Aus diesem Grund ist es notwendig ein uneinheitliches Gefüge mithilfe einer gezielten Wärmebehandlung zu vereinheitlichen (homogenisieren). Der Stahl bekommt hierdurch seine „normalen“ Eigenschaften verliehen, die immer wieder reproduzierbar sind. Aus diesem Grund bezeichnet man das gezielte Homogenisieren bzw. Normalisieren eines Stahlgefüges auch als Normalglühen.

Ziel des Normalglühens ist das Einstellen eines einheitlichen homogenen Gefüges mit reproduzierbaren Eigenschaften!

Normalisieren eines heterogenen Gefüges
Abbildung: Normalisieren eines heterogenen Gefüges

Beim Normalglühen wird der Stahl bis knapp über die GSK-Linie erwärmt, sodass sich das Perlit vollständig in Austenit wandelt. Anschließend wird der austenitisierte Stahl langsam an Luft abgekühlt. Da sich während der γ-α-Umwandlung die Körner neu bilden, tritt eine Kornfeinung ein und verleiht dem Gefüge eine homogene Struktur.

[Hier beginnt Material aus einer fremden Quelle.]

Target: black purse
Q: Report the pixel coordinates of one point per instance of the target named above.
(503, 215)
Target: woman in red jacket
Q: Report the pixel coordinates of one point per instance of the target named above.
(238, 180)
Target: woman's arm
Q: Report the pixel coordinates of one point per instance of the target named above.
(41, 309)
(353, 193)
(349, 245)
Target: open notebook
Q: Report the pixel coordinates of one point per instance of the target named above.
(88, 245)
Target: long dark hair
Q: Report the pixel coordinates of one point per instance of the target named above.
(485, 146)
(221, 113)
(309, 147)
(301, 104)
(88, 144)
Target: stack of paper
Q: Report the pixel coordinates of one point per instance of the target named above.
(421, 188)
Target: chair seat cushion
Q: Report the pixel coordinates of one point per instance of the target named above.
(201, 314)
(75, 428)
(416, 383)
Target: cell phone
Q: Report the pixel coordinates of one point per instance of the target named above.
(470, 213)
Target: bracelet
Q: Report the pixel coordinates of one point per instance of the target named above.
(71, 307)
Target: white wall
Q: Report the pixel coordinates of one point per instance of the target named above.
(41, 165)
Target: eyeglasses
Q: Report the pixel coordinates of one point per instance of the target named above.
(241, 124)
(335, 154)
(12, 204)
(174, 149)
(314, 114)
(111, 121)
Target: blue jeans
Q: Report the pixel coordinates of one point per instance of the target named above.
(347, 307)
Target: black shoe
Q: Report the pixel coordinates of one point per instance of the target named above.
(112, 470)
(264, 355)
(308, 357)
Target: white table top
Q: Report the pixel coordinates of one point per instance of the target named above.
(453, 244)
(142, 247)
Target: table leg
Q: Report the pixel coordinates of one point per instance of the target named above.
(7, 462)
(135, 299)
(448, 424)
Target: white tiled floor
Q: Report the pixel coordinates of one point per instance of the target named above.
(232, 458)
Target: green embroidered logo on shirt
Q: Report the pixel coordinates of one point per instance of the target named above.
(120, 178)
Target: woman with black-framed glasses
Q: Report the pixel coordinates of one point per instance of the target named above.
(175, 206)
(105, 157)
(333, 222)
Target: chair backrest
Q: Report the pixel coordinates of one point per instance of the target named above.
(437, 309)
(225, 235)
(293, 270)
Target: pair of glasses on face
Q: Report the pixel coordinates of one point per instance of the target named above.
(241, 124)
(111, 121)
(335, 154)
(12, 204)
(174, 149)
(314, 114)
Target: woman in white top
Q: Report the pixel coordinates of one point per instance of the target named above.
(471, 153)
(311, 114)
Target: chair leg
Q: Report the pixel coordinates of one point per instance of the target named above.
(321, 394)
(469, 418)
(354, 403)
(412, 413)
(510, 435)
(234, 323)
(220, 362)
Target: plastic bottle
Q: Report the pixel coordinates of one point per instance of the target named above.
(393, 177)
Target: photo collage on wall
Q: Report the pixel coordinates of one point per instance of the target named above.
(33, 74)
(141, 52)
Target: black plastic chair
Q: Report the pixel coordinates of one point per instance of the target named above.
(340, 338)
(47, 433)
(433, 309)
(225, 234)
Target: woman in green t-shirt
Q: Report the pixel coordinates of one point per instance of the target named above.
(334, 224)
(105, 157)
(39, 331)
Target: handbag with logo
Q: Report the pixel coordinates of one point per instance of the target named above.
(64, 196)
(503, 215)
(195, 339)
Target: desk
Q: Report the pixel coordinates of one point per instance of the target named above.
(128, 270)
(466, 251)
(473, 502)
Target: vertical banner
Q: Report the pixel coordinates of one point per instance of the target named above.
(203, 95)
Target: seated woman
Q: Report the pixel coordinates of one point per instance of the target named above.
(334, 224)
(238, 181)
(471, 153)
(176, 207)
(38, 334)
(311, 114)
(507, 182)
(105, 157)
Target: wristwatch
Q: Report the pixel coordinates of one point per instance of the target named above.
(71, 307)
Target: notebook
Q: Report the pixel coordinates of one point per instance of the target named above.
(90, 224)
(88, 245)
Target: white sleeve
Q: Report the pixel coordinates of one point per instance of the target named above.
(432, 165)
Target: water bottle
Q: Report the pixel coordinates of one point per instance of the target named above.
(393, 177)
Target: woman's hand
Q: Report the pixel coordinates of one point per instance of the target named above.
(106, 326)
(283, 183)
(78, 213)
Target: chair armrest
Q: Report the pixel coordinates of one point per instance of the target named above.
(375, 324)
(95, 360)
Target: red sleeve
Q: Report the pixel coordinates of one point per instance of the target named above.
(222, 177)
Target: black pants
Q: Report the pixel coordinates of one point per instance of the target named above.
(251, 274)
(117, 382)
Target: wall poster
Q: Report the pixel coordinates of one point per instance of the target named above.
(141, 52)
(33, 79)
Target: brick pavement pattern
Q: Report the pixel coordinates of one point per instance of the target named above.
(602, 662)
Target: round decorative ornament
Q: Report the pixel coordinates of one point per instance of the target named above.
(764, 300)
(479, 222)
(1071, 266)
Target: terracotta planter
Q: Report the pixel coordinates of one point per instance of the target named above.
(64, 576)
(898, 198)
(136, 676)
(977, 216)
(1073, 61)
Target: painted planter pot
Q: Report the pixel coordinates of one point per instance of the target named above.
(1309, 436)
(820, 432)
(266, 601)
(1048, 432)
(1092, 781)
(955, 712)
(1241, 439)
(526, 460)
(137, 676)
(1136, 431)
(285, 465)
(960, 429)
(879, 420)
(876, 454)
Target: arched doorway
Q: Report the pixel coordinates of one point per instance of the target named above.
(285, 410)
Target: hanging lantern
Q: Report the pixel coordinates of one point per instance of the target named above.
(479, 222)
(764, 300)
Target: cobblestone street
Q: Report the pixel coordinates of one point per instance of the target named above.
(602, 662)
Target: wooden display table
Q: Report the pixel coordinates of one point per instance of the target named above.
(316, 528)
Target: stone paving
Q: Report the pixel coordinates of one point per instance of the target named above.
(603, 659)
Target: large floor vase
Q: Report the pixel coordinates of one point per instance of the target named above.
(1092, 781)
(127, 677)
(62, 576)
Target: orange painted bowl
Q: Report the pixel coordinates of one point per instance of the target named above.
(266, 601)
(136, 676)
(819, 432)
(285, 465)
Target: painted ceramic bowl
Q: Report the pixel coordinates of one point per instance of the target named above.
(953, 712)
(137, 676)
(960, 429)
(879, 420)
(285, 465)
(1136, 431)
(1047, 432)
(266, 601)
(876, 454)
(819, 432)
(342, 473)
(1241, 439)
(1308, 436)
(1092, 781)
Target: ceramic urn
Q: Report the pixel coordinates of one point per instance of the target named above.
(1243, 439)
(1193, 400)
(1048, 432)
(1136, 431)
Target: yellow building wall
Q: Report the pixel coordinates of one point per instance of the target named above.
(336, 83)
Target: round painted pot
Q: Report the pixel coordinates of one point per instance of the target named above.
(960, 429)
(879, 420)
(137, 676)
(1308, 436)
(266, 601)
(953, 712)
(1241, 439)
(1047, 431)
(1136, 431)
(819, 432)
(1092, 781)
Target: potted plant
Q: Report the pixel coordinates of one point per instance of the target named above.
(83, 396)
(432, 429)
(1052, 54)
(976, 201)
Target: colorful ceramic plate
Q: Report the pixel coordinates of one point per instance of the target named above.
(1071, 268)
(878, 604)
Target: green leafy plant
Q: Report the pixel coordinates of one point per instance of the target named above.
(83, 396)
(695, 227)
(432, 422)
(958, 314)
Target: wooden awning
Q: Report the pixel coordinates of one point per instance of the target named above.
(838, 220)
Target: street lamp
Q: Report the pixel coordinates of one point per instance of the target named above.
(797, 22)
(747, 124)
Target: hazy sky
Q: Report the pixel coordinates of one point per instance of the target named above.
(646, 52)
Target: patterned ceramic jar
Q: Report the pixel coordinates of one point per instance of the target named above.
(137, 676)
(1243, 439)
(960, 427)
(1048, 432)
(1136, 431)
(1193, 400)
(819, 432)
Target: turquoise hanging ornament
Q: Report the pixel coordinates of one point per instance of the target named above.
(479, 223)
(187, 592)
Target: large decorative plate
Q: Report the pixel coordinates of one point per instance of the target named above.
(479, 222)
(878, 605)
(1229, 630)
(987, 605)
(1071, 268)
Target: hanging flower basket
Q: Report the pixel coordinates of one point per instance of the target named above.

Temperaturbereich beim Normalglühen
Abbildung: Temperaturbereich beim Normalglühen

Die Temperatur während dem Normalglühen sollte nicht höher als ca. 30 °C über der GSK-Linie gewählt werden, da ansonsten die Gefahr der Grobkornbildung besteht. Ursache hierfür ist, dass große rundliche Körner energetisch gesehen günstiger sind als viele kleine. Deshalb ist das Gefüge stets bestrebt ein einziges großes Korn zu bilden. Hierfür sind unter anderem Diffusionsprozesse notwendig, die durch höhere Temperaturen begünstigt werden. Deshalb ist man beim Normalglühen bestrebt die Temperatur so gering wie möglich zu halten, um die Grobkornbildung zu vermeiden. Aus diesem Grund werden übereutektoide Stähle auch nicht komplett bis in das Austenitgebiet (oberhalb SE-Linie) erwärmt.

Das Normalglühen findet vorzugsweise bei untereutektoiden Stählen Anwendung, deren Gefüge durch Fertigungsverfahren wie Schmieden, Walzen, Gießen, Schweißen etc. negativ beeinflusst wurden. Beim Walzen kann das Normalglühen bereits während dem Walzprozess durchgeführt werden (normalisierendes Walzen). Ein normalisiertes Gefüge zeichnet sich aufgrund der homogenen, feinen Struktur im Allgemeinen durch sehr gute Zähigkeits- und Festigkeitswerte aus.

Normalglühen wird häufig bei untereutektoiden Stählen nach dem Schmieden, Walzen, Gießen oder Schweißen durchgeführt!